SN: And one thing about , I might add about the operation is originally that hospital was organized and created by a Canadian doctor, Dr. Bethune, and he set everything up. And during the war, the Longshoremen's Union collected a lot of medical supplies and stuff to be donated to the Chinese with a stipulation that some of it, longshoremen being the type of unit, you know, left-wing unit that it was, with the stipulation that some of those supplies be shared by the Chinese communist. So the Chinese, through Madame Sun Yat-sen, who is very liberal in comparison to her sister, Madame Chiang Kai-shek. She is very liberal and she insisted that this medicine be, that the Longshoremen's Union donated to the Chinese be shared with the Chinese communists. So part of that stuff, medicine, wound up with the Chinese communists.

gky: Did you feel that you were helping anybody, that you were helping America?
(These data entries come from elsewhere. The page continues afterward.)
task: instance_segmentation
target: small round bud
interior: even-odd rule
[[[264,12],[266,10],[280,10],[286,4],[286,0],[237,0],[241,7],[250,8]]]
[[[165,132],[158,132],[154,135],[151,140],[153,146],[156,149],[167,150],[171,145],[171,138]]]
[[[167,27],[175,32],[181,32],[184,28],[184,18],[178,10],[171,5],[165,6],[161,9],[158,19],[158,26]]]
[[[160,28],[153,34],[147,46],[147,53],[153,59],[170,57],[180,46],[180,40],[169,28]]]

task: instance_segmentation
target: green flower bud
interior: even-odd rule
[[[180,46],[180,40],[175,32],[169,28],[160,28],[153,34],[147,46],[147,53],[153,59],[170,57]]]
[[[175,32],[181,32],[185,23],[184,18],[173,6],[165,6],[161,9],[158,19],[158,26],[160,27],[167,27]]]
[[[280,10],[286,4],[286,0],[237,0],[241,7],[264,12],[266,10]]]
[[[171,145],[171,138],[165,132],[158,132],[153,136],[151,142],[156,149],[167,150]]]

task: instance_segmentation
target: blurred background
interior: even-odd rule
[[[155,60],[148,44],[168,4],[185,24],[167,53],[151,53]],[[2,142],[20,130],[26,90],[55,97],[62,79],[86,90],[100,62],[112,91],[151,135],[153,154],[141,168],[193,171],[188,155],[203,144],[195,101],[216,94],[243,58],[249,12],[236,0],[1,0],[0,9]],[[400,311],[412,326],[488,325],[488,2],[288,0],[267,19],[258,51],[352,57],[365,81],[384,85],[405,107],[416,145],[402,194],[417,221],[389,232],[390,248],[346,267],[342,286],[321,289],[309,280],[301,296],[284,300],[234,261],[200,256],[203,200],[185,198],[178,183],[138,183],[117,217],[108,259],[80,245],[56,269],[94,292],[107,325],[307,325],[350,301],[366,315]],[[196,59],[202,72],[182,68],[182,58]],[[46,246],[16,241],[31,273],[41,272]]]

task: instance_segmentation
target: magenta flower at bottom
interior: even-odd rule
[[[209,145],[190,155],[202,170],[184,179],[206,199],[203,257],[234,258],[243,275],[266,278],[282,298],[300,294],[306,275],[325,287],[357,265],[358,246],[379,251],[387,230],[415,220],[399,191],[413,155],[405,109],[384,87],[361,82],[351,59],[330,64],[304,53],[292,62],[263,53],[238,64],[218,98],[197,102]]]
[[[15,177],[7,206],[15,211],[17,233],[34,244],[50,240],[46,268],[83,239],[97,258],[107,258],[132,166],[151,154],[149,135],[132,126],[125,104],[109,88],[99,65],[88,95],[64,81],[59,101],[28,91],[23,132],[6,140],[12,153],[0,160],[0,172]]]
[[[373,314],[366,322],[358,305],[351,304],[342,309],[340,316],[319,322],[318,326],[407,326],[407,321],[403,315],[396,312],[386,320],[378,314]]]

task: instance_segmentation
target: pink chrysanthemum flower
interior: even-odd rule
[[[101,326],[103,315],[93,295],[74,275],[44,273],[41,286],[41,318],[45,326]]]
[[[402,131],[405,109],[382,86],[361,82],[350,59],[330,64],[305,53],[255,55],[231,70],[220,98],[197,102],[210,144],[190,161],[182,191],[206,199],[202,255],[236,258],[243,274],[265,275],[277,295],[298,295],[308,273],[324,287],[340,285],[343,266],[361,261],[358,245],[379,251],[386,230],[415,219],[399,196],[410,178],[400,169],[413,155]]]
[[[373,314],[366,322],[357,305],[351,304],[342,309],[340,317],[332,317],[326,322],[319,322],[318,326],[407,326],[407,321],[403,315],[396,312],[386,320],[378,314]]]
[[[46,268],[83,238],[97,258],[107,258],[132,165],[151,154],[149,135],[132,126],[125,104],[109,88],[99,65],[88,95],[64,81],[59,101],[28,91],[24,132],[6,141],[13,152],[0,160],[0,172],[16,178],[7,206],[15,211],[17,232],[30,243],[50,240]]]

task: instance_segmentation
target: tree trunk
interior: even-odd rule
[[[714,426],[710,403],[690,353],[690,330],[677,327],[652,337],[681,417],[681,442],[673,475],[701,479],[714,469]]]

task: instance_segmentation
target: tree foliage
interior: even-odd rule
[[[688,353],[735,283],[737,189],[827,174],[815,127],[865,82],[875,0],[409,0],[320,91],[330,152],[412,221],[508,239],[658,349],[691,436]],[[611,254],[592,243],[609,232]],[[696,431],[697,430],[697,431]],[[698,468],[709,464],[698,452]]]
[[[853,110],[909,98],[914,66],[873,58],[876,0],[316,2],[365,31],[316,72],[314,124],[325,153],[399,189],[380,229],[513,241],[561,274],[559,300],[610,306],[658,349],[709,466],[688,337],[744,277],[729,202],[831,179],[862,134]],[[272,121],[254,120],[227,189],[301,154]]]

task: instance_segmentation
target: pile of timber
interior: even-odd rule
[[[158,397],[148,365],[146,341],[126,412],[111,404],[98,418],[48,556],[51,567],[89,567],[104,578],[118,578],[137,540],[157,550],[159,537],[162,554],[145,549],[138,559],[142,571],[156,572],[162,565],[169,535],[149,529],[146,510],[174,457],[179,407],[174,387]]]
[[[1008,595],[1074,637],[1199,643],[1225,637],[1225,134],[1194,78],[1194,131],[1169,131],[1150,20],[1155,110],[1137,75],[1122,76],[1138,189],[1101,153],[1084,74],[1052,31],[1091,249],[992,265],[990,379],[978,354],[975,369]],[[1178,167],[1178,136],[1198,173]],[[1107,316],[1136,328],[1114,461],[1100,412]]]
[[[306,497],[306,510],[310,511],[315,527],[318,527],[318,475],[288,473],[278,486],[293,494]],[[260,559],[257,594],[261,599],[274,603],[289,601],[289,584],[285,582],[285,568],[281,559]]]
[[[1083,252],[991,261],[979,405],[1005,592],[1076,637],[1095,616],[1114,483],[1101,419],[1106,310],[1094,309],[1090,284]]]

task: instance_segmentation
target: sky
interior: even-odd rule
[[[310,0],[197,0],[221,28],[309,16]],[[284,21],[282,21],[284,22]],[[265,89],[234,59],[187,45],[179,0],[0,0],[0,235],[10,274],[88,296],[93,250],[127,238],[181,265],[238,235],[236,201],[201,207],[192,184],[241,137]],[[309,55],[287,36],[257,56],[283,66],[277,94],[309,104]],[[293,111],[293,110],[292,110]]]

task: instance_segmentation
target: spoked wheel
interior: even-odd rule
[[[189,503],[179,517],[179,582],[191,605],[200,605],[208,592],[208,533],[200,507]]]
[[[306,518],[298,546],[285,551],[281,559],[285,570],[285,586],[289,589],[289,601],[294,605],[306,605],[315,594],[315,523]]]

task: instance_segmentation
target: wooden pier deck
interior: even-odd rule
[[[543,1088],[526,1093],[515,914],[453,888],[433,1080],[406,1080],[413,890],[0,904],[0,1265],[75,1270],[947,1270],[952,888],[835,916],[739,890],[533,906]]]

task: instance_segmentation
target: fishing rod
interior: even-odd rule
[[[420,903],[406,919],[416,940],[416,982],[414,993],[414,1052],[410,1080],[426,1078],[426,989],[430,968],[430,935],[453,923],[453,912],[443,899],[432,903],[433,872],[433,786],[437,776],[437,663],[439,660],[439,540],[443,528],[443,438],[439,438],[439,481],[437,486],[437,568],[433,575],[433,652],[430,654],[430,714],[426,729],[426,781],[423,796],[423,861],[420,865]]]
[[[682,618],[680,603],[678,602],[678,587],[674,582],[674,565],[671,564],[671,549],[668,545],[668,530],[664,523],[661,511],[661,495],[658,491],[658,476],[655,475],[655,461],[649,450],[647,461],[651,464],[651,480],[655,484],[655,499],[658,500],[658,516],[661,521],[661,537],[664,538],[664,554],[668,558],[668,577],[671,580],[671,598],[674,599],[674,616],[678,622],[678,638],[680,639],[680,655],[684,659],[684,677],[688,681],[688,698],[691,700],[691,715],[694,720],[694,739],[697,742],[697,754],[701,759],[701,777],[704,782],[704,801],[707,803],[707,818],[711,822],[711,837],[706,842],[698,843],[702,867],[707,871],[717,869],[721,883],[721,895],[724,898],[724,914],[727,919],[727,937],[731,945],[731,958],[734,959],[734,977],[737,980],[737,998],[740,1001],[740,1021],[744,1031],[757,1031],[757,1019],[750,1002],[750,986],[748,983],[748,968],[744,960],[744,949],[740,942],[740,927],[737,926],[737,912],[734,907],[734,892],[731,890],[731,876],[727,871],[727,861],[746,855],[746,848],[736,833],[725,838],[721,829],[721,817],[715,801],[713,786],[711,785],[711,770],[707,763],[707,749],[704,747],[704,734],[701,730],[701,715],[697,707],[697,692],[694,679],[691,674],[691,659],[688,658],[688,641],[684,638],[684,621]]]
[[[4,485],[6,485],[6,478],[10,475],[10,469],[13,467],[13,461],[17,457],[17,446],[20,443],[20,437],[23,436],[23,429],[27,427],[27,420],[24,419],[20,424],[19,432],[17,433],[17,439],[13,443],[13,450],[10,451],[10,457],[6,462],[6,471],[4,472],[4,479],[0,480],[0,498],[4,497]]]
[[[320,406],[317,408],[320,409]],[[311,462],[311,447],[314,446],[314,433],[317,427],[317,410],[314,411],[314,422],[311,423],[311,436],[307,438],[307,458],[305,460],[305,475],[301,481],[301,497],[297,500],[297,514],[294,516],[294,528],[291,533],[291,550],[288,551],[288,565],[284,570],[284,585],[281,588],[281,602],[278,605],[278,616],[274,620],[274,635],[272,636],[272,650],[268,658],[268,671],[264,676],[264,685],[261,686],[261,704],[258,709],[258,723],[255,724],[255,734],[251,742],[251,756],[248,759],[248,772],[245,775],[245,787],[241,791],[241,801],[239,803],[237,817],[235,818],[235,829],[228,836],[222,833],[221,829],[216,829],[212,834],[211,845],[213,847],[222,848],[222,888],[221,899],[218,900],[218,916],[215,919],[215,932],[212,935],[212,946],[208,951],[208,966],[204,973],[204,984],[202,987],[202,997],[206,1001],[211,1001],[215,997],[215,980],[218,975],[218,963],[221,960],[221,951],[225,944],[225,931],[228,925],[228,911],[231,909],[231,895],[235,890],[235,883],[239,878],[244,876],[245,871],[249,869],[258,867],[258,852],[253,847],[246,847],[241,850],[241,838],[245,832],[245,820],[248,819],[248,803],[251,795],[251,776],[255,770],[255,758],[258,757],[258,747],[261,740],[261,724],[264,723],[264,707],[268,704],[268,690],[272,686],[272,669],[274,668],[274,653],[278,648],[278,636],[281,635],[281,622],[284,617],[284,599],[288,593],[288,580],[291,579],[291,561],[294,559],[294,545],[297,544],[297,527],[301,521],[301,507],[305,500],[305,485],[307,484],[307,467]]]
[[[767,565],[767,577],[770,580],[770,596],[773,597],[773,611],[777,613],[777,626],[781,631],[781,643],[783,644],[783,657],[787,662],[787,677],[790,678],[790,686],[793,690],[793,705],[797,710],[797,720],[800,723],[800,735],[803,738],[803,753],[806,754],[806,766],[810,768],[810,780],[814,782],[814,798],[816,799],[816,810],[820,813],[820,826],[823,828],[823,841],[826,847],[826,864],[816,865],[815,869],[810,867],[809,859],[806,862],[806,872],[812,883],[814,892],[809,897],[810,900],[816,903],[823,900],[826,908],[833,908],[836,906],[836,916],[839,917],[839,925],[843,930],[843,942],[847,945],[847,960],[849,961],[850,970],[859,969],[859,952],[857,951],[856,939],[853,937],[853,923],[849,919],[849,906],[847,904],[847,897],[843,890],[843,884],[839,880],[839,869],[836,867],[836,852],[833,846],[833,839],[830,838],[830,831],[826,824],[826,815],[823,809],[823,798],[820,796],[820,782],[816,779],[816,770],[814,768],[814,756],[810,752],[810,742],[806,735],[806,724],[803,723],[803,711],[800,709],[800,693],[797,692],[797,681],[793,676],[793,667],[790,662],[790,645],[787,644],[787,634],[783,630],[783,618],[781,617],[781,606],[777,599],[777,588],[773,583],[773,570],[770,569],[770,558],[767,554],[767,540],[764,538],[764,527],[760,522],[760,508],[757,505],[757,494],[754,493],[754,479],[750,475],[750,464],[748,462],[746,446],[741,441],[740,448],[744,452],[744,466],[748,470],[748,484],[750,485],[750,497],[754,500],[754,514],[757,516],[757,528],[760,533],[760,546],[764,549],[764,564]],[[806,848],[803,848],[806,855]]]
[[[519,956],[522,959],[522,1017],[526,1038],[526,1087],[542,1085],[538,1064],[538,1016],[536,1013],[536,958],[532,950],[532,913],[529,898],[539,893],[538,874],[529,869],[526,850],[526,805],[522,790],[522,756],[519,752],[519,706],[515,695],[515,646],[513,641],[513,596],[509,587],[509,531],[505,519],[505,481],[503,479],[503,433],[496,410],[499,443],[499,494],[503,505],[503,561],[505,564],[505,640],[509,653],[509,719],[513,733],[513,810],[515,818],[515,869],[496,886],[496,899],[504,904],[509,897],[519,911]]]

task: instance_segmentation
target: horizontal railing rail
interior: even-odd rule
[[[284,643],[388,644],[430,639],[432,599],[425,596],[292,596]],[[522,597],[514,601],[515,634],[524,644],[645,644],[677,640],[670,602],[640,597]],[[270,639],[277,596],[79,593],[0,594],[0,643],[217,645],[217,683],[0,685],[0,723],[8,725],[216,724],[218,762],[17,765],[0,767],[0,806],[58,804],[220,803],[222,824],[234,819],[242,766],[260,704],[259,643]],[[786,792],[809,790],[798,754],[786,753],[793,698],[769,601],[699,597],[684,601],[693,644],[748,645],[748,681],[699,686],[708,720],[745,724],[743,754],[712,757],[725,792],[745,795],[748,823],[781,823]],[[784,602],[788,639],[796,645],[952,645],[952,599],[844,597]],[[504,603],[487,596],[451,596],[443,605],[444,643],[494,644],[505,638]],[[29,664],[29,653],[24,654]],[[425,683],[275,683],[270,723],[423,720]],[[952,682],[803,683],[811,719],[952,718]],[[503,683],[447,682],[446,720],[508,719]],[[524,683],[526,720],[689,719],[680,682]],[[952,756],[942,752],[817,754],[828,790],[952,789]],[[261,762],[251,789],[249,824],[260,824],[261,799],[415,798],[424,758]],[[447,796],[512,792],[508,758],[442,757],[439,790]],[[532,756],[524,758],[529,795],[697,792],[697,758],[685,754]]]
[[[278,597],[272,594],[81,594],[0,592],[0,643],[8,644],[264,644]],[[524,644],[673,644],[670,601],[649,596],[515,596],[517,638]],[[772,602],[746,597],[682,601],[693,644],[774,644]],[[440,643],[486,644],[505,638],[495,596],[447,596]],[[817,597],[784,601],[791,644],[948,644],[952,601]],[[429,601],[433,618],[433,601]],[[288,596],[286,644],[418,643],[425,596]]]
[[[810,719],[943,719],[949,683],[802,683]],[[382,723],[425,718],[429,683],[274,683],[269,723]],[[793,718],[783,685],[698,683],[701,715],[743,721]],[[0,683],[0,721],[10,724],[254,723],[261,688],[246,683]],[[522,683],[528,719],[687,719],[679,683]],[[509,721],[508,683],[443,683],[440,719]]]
SN: I don't think I had any noble thoughts on that, not really. I think what I enjoyed the most was just seeing these people working the way they did, and the spirit that they worked with, you know, with the so-called Chinese masses to get their confidence, the people's confidence, and they in turn felt that they were being treated fairly, and that sort of thing. So it was a good thing to could see, and I really appreciated to be able to be in there to see all that sort of thing. Because, I know -- one time, this was in the summer of -- I got a week's furlough to go to Chungking, and I got to know a nationalist major from the time I first arrived in Chunking. So when I came back on my furlough, he, this Major Yung said, "Hey, Nomura," says. "Let's go out to lunch," or some darn thing. And so we went downtown to eat, and where we were going there was group of young boys all strapped together with straw ropes and they were being dragged down the street. I said, "What's happening here? Did they do something wrong?" And Major Yung said, "No they're being taken into the army." I said, You have to do it that way?" And he says, "Well, if we don't, we won't get any recruits." So they're actually roped together and forced in the army that way. Young kids, fourteen, fifteen, twelve, thirteen, I don't know. I thought, "My God, there ought to be a better way." So I think that type of thing that happened in nationalist China really was to their detriment, you know. The people didn't want to fight a war for them.